Easy as raccoon pie, yesno? The nice thing about this is that it will automatically index all Microsoft Office docs and PDFs are handled by installing Adobe Reader 8.0 (though it’s a separate download for 64-bit).

Fast-forward to 2008 and the Indexing Service is no longer turned on by default on either Vista or Windows Server 2008. Posed a problem for the client who runs it locally on his laptop but it was easily remedied simply by turning the service on. For my own newly-minted Server 2008 machine, Indexing Service and the new Windows Search can’t run together. And I’m loathe to enable the older technology so it’s time to update if I can.

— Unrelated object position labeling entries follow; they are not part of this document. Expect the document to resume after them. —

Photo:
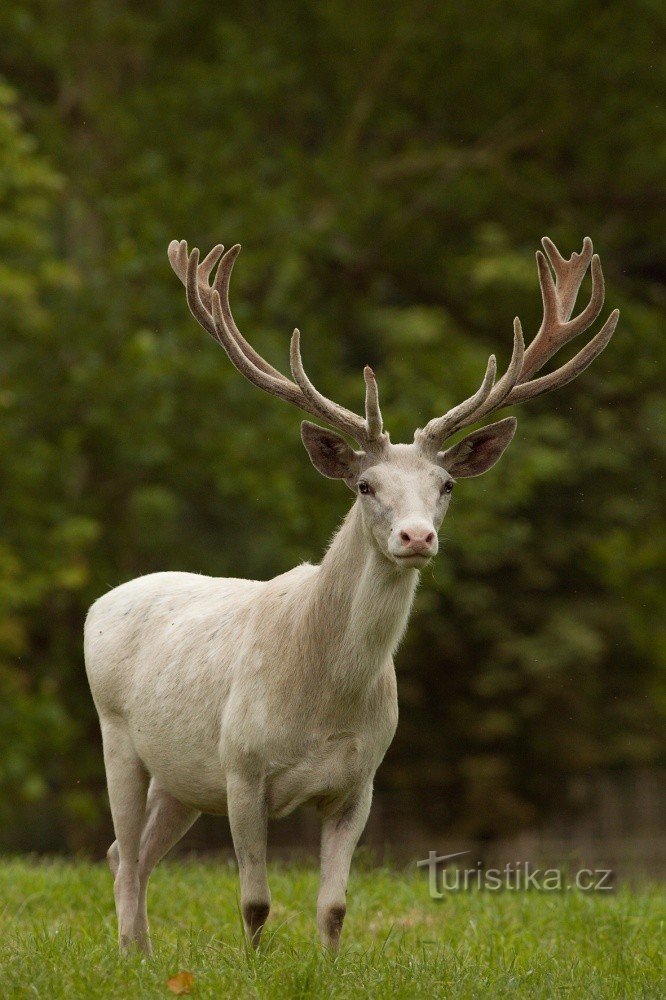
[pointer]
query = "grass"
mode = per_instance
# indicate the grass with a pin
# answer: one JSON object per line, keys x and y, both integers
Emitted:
{"x": 57, "y": 938}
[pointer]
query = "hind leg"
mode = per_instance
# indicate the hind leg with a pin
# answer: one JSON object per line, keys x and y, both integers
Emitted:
{"x": 167, "y": 820}
{"x": 126, "y": 781}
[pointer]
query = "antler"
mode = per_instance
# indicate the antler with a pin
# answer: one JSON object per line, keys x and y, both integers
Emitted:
{"x": 209, "y": 304}
{"x": 557, "y": 329}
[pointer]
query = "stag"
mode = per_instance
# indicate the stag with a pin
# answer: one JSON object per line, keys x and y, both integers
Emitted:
{"x": 248, "y": 698}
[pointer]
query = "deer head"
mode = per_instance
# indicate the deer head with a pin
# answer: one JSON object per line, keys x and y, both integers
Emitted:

That led me to this page which confuses me to no end. Starting with the terminology: Windows Search, Windows Desktop Service, Instant Search, Windows Indexing Service, Indexed Search, MSN Desktop Search are the terms used to discuss various incarnations of the technology. And that’s not including codenames or different versions of the same technology. Adding to my addlement is when Microsoft changes terminology from one page to the next. One example is this page which, in the section on the History of Windows Search, leads you to the download page for Windows Search for Windows Server 2003. That one is titled: Description of Windows Desktop Search 3.01.

So now I’m facing the unenviable, but oddly ironic, task of having to search through the myriad of search options for a solution that will run on Windows Vista, Windows Server 2008, and Windows Server 2003 (where the main site is hosted). At first glance, it seems Windows Desktop Search is the way to go for Server 2003 as it appears the new Windows Search is API-compatible with it.

In any case, this’ll make one heckuva a sample for the Brownfield series on managing integration with external systems. Because as you’ve probably guessed by now, there are no automated (or even manual) tests for this whole process.

Kyle the Researched

This entry was posted in Brownfield. Bookmark the permalink. Follow any comments here with the RSS feed for this post.
  • Kyle Baley

    @Andy: Actually, I was going to mention SharePoint/WSS but left it out hoping someone would comment on it. I did consider it but it’s not really an option due to the cost/benefit. We need only to index a folder with documents, not create an entire portal. Plus, as you mention, it needs to run locally on Vista.

  • Andy S

    Don’t forget SharePoint Enterprise Search. It’s not really appropriate for a locally hosted solution, but definitely something to think about in an enterprise deployment.